Cet excès de zèle ne semble pas inhabituel à Paris Diderot selon Ana, qui évoque le cas d’un doctorant en physique, Pierre*, qui a subit les mêmes pressions. Après différents stages en laboratoire, il allait signer un autre CDD et un contrat doctoral quand l’université a coupé court à toutes les démarches. La raison ? Une mention dans son casier renvoyant à la conduite d’un scooter sans permis en état d’ivresse à l’âge de 19 ans. Les choses se sont arrangées pour le doctorant “pour des questions économiques” d’après Ana. “Vu que le financement de Pierre ramenait de l’argent à l’université Paris Diderot, elle a reconsidéré sa décision”, explique-t-elle.
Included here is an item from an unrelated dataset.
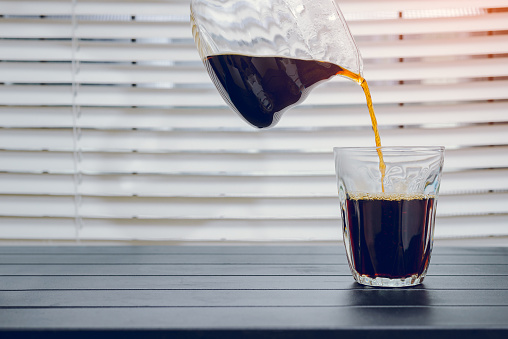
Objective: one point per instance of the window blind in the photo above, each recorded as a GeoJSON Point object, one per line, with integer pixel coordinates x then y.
{"type": "Point", "coordinates": [110, 129]}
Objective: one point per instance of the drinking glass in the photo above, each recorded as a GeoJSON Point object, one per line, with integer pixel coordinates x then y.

Étudiant·es et doctorant·es se mobilisent

Beaucoup d’étudiant・es et d’enseignant・es dénoncent une “répression militante”, et se mobilisent pour soutenir Ana. Plus de 450 universitaires dénoncent la rupture du contrat de la doctorante dans une tribune publiée sur Mediapart le 29 octobre 2018. Ils et elles y voient “une contribution à la répression croissante contre l’engagement étudiant dans les universités”. Un “comité de soutien à Ana” est créé et de nombreux rassemblements sont organisés sur l’esplanade de l’université Paris VII. Face à ces manifestations d’étudiant·es et de doctorant·es l’université fait fermer ses grilles et refuse toute forme de dialogue. Radio Parleur a tenté de contacter la présidence qui n’a pas répondu à nos sollicitations.

La lutte se place désormais sur le plan juridique. La doctorante a fait une demande d’annulation de la décision de l’Université au tribunal administratif. Soutenue par le juriste spécialiste en droit du travail Emmanuel Dockès, et par son avocat, elle est confiante, même si tout reste à faire. Une cagnotte a d’ailleurs été ouverte pour soutenir Ana dans ses démarches judiciaires longues et coûteuses.